Muddy Waters grew up on Stovall Plantation near Clarksdale, Mississippi. Muddy’s mother died shortly after his birth and was raised by his grandmother, Della Grant. It was Della that gave him the nickname ‘Muddy’ due to his enthusiasm for playing in the mud by the water of Deer Creek.
Muddy Waters started out by playing harmonica before moving onto guitar. By the age of 17 he was playing at local parties, emulating his heroes, Son House and Robert Johnson. In 1941, Alan Lomax visited Stovall to record musicians for the Library of Congress, Muddy was one of the musicians he recorded during this time. Lomax would return a year later to record Muddy again, both these sessions were released by Testament Records as ‘Down on Stovall’s Plantation’.
In 1943, Muddy Waters relocated to Chicago to peruse a full-time career as a musician. Blues legend, Big Bill Broonzy helped Muddy break into the competitive Chicago scene by letting him open shows for him and in 1945 Muddy’s uncle would buy him his first electric guitar. In 1945 Muddy would start recording for Aristocrat Records (soon to become the famous Chess Records) where he would find commercial success.
Muddy Waters’ band was unrivalled, boasting Little Walter on harmonica they had a visceral and immediate sound. Muddy developed a long-running rivalry with other Chicago blues great, Howlin’ Wolf. This rivalry however, was good natured and the two men had a great deal of respect for each other. Throughout the 1950s Muddy Waters released a number of successful singles, his most famous being a Bo Diddley cover, ‘Manish Boy’.
Muddy would enjoy a renewed interest in his music during the folk and blues revival of the late 1950s and 1960s. He would tour Europe, taking his music to a new generation of fans and influence bands such as The Rolling Stones, who named themselves after his 1950 song ‘Rollin’ Stone’.
Throughout the 1960s, Muddy would continue to record. This would include the release of the ‘Electric Mud’ record which would take traditional blues in a whole new direction, mixing blues with elements of psychedelia.
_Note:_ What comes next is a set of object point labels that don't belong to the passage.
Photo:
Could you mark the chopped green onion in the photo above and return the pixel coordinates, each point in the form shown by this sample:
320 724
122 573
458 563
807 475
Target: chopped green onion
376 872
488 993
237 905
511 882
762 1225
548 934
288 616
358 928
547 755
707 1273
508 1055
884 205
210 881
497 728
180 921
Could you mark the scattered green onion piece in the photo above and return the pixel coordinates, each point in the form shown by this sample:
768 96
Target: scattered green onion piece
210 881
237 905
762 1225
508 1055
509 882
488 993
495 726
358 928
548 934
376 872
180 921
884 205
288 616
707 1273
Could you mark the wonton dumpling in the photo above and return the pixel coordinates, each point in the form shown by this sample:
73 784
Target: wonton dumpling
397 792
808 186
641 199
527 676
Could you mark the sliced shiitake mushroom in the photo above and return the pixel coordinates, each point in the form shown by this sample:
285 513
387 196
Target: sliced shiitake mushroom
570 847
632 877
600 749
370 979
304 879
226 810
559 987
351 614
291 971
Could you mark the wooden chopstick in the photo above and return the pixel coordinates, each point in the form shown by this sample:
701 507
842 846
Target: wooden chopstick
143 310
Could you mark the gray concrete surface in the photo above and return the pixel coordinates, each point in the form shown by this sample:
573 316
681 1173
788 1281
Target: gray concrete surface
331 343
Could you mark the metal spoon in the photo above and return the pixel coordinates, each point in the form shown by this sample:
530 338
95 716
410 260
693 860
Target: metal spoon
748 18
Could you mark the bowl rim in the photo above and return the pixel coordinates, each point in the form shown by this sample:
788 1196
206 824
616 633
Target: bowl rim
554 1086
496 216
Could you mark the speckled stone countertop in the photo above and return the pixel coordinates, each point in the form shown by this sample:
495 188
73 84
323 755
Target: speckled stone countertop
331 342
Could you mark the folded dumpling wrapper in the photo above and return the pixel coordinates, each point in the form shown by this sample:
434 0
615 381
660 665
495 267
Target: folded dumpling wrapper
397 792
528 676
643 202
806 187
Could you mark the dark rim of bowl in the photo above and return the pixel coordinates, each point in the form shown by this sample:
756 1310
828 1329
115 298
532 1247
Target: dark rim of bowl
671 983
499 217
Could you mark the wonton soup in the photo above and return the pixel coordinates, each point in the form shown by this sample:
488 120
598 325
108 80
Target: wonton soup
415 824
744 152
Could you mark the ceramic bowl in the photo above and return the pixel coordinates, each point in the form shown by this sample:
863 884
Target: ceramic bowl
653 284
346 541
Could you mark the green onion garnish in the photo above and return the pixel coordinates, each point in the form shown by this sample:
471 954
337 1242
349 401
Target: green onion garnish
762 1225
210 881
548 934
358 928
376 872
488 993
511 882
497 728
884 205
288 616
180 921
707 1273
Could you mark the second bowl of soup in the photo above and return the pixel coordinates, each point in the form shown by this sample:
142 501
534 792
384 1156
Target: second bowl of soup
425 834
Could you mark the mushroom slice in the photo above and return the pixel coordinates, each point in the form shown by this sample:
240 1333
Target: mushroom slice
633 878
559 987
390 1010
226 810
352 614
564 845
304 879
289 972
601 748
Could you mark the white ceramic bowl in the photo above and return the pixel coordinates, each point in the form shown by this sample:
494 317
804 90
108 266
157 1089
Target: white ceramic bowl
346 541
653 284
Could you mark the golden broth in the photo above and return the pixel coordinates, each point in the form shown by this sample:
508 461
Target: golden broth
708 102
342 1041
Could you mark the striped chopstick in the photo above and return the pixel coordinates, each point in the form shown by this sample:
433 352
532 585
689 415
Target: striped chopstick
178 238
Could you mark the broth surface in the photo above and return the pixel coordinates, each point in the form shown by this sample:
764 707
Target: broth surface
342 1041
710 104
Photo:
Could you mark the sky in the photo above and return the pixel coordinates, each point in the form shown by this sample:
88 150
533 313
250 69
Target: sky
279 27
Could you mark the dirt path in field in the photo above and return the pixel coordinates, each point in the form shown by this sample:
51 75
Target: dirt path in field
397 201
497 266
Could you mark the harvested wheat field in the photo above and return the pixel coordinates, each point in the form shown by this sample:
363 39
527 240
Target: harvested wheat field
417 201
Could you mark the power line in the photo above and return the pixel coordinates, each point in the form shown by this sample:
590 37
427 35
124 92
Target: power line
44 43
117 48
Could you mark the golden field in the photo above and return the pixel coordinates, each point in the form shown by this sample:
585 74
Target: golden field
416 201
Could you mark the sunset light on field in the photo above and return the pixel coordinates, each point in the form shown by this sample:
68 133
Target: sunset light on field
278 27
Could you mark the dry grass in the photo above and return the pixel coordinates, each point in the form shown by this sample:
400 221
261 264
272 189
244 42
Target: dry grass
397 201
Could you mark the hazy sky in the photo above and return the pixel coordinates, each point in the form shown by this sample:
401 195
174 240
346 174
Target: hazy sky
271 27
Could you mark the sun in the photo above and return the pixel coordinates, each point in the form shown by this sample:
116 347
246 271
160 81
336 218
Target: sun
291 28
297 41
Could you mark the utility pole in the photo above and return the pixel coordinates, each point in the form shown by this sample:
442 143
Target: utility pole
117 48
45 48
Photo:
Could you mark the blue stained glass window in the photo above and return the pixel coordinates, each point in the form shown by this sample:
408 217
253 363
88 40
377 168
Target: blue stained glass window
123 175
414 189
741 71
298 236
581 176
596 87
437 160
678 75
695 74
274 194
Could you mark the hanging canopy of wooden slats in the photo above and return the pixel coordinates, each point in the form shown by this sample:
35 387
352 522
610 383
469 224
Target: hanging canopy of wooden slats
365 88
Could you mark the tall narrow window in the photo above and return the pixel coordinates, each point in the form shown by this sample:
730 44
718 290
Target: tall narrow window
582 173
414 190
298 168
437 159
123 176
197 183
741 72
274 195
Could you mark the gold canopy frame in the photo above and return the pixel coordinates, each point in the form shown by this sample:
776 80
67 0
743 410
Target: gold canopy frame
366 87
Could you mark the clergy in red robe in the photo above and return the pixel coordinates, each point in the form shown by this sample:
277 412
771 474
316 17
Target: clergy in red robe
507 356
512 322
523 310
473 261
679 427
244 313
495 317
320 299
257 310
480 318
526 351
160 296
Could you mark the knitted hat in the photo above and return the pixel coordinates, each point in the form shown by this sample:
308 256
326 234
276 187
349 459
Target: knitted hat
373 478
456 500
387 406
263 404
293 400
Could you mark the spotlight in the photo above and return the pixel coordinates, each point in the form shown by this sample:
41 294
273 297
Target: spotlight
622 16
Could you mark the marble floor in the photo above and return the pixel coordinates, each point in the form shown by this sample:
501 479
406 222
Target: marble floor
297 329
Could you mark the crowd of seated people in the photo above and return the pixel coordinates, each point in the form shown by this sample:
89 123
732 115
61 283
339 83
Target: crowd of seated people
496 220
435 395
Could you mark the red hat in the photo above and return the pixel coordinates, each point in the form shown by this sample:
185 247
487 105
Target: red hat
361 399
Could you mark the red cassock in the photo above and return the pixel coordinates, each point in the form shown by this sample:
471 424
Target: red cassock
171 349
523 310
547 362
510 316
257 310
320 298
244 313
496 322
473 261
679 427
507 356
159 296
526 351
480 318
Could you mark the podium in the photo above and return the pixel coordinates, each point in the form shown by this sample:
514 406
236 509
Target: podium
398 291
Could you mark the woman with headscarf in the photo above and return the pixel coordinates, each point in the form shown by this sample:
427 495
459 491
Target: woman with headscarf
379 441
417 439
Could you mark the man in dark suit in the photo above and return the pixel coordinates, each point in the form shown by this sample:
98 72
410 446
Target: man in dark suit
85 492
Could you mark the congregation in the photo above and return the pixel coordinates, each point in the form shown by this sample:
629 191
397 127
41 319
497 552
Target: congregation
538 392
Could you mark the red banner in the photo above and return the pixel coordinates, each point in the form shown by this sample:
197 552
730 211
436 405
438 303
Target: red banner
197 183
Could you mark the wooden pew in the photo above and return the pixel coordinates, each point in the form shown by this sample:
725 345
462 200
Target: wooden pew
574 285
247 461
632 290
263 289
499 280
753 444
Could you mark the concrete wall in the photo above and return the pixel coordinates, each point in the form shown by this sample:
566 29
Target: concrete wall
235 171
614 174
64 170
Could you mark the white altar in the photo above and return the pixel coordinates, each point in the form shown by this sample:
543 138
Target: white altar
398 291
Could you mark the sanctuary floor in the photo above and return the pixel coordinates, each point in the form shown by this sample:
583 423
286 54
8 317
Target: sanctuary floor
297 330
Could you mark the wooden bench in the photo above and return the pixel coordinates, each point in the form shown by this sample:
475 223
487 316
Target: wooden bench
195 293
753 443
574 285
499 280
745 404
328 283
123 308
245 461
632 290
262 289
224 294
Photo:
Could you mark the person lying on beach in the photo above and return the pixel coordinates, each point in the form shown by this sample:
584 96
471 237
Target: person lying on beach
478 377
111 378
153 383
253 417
Muddy Waters died in his sleep from heart failure in 1983. Many blues musicians attended his funeral to pay their respects to a man that had a profound impact upon their lives. Muddy’s childhood home in Stovall Plantation has now been renovated into the Delta Blues Museum. As a boy, the odds were stacked against him but Muddy Waters went on to become one of the most famous and influential bluesmen of all time. His songs have been covered by countless bands and his influence has shaped the way music sounds to this day.